BLUeBULL-Kolumne: Maydorn-Interview - Internet-Aktien vor zweitem Boom
06.11.2003 15:58:00



Internet-Aktien - ein Reizwort par excellence, weckt es doch Assoziationen zu Boom und Crash gleichermaßen. Eng verbunden damit ist ohne Frage der Name Alfred Maydorn, Fondsmanager und stellvertretender Chefredakteur von "Der Aktionär".
Als sich von 1997 bis 2000 unter dem Druck hoher liquider Mittel eine gewaltige Welle in Form von steigenden Internet-Aktien auftürmte, war Alfred Maydorn mitten im Zentrum der Kapitalströme. Er dirigierte durch Empfehlungen Anlegergelder in immer neue Top-Tipps, die kurzfristig außergewöhnliche Gewinne brachten. Doch auf dem Höhepunkt, der maximalen Ausdehnung der Energie, brach die Welle in sich zusammen. Es war Anfang 2000, als Kleinaktionär Herr Mustermann von der Begeisterung mitgerissen wurde, die Bild-Zeitung weglegte, beschloss Aktionär zu werden, mit seinen Pantoffeln und im Unterhemd zum PC schlurfte und Geld in 22 Yahoo-Aktien fließen ließ, was der letzte Tropfen war, der die hoch aufgetürmte Riesenwelle zum Brechen brachte.

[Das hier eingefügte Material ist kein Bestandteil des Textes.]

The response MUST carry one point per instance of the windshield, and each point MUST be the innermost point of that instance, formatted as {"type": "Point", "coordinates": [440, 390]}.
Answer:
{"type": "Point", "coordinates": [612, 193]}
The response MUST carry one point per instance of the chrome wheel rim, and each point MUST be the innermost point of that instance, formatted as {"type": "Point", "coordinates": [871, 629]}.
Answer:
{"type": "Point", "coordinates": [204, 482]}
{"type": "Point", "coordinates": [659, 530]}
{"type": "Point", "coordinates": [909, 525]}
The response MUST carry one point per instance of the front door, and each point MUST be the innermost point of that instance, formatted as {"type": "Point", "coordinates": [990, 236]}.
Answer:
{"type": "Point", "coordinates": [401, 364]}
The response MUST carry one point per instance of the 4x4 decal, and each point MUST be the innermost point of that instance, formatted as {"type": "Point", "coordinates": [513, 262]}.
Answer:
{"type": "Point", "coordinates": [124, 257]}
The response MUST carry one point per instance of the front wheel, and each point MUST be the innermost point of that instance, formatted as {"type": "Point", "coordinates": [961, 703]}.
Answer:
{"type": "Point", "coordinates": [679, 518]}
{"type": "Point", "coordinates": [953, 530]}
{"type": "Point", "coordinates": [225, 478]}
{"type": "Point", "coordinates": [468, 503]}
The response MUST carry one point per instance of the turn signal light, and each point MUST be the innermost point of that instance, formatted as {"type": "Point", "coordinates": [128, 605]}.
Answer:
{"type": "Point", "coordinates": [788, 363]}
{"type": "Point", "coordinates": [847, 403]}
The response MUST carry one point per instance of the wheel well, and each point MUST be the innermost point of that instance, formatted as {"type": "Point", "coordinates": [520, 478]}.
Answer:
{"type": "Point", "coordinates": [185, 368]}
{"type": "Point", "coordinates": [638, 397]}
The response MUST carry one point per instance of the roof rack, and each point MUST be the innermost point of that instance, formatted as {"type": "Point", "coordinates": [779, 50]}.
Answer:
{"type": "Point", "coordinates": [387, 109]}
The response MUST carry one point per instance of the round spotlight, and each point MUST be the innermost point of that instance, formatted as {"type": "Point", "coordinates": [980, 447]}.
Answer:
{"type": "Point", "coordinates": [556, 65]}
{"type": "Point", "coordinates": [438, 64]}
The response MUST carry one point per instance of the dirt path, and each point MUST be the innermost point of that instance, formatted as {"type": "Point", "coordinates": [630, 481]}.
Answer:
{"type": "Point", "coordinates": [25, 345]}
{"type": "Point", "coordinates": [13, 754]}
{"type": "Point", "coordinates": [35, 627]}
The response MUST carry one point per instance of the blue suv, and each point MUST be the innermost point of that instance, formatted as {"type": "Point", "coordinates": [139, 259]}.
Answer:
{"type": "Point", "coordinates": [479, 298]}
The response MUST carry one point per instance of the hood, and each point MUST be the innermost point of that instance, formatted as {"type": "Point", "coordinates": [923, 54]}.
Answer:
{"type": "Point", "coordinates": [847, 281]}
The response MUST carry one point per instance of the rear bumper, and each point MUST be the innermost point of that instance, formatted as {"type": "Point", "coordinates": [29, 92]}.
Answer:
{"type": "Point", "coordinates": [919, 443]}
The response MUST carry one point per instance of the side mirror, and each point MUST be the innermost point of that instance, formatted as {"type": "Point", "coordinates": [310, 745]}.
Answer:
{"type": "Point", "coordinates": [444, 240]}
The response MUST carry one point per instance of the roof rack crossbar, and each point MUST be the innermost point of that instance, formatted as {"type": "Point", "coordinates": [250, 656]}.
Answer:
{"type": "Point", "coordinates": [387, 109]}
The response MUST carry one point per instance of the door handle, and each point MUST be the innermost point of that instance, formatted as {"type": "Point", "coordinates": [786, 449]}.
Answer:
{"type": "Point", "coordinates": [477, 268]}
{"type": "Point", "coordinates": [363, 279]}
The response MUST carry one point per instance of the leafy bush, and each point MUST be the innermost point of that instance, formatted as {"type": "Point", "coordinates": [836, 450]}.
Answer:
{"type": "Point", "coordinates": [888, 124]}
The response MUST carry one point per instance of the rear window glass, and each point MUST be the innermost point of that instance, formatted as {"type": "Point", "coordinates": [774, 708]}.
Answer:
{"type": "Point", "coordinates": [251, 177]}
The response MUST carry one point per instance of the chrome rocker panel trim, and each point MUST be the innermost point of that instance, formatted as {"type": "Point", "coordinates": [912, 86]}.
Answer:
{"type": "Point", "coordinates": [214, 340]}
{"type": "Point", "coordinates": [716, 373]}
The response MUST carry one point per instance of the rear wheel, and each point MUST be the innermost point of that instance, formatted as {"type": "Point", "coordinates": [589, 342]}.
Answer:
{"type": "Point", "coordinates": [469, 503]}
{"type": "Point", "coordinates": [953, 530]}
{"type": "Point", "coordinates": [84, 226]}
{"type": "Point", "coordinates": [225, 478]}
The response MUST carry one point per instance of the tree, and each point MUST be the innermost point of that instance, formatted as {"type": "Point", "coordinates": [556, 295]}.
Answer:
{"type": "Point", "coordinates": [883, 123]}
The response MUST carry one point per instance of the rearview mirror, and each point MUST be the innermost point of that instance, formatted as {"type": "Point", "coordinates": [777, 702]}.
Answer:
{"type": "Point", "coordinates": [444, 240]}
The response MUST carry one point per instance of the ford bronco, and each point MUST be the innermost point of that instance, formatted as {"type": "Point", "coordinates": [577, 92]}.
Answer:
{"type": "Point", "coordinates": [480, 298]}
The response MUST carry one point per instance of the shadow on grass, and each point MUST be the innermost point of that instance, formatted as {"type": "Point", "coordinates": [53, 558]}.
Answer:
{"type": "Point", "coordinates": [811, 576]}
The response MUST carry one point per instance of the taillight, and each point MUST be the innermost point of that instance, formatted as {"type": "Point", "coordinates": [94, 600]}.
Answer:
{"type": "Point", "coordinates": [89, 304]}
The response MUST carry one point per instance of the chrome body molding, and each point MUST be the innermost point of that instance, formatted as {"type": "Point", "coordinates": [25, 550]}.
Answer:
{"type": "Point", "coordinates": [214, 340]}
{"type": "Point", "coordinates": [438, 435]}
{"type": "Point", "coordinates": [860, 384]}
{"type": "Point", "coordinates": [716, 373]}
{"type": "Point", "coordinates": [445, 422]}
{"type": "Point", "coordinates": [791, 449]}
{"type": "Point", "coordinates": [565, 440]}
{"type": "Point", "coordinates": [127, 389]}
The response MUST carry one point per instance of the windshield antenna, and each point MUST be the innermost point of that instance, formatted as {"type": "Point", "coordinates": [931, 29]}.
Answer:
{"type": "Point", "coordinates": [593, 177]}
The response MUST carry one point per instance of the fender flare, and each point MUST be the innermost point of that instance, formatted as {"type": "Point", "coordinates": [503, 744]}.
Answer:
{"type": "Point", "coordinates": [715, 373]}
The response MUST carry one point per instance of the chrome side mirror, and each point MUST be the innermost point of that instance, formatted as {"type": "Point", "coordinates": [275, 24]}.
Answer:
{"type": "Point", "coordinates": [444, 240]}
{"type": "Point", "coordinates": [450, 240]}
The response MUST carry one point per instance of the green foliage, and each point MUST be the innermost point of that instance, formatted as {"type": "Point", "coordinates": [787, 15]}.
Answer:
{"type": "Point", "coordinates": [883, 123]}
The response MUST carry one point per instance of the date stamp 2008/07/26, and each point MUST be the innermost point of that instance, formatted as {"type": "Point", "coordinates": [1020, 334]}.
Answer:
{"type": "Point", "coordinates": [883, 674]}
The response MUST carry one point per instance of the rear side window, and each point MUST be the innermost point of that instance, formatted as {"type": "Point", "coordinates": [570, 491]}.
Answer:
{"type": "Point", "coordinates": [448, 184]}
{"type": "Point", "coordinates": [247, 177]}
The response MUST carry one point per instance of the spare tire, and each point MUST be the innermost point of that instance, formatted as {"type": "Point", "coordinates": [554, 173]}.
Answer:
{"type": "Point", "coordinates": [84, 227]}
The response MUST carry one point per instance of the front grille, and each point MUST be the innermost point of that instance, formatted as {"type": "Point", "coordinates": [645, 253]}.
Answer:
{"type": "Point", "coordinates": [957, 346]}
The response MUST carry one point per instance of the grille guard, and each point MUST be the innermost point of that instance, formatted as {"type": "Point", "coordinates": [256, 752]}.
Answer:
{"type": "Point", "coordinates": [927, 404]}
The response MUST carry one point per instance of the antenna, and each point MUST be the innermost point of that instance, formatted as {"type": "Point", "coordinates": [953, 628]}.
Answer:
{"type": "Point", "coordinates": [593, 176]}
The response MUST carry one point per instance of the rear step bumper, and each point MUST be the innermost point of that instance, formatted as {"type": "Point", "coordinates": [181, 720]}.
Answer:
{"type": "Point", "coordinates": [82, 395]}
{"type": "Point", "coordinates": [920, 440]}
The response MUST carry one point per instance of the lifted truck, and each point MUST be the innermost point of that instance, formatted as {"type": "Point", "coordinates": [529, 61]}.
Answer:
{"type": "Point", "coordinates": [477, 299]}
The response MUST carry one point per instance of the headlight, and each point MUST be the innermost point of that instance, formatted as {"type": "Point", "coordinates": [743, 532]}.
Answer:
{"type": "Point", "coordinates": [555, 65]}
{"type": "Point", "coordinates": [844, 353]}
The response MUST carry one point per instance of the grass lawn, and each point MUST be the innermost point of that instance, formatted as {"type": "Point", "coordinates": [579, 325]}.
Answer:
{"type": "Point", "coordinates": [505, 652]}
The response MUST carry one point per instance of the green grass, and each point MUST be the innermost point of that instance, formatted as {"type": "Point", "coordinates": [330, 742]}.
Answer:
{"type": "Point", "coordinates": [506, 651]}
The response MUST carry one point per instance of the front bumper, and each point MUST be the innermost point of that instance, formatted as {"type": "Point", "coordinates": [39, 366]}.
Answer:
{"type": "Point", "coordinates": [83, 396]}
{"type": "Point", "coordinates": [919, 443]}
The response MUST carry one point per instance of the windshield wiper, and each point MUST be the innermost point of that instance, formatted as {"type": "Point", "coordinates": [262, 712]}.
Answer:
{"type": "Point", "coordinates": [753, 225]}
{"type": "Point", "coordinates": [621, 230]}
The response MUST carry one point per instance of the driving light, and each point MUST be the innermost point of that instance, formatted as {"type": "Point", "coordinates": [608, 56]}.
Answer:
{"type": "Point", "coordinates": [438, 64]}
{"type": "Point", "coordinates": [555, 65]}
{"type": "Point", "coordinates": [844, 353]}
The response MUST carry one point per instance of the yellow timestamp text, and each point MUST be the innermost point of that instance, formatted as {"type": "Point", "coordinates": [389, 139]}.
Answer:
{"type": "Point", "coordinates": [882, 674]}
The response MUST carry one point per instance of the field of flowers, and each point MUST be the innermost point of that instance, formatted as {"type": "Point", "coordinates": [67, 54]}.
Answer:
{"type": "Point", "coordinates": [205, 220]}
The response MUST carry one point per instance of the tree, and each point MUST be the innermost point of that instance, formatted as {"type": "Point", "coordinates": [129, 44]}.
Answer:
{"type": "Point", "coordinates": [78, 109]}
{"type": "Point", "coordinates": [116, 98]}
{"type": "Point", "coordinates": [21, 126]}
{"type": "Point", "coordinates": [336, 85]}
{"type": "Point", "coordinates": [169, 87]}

Der Neue Markt verlor fast 90 Prozent, viele Internet-Aktien in wenigen Monaten noch mehr. Die Karibik-Aussteiger-Träume von Herrn Mustermann wurden in Sekunden parallel zu seinem Depotwert mitgerissen. Unternehmen versanken in der Insolvenz, ganz oben auf der Welle reitende Börsengurus gingen auf Nimmerwiedersehen in den Fluten unter.

Um so bemerkenswerter ist, dass gerade der Internet-Experte Alfred Maydorn nicht nur wieder aufgetaucht ist, sondern mehr denn je mit allen Wassern gewaschen scheint und mit einer Performance von 140 Prozent seit Anfang des Jahres den derzeit erfolgreichsten deutschen Internet-Fonds managt. Die Bereinigung in der Internet-Branche hat nur die schwachen Unternehmen hinweggespült, den anderen fließt nun wieder Vertrauen in Form von Kapital zu – und das ist erst der Anfang, so Maydorn, denn mehr als 50 Prozent der Internet-Aktien sind mittlerweile schon profitabel.

Frage: Herr Maydorn, können Sie sich noch an ihren ersten Aktienkauf erinnern? Wann und wie hat sie das Börsenfieber gepackt?

Maydorn: Das waren 1989 Aktien der Bremer Vulkan. Und ich hab damit sogar Geld verdient. Das war ja weit vor der Pleite.

Frage: Richtig los an den Börsen ging es ja erst ein paar Jahre später. Sie haben den steilen Aufstieg und den harten Einbruch der Internet-Werte hautnah miterlebt. Hat sich Ihre Einstellung zur Börse danach verändert?

Maydorn: An meiner Einstellung hat sich überhaupt nichts geändert. Man hat viel daraus gelernt. Und es hat sich einmal mehr bestätigt, dass an der Börse alles möglich ist, nach unten wie nach oben.

Frage: Haben Sie Lehren daraus gezogen?

Maydorn: Ja sicherlich, ein bisschen schon. Ich habe ja viele Phasen miterlebt, auch den Anstieg zuvor. Ich bin insoweit vorsichtiger geworden, dass ich weniger extrem handle.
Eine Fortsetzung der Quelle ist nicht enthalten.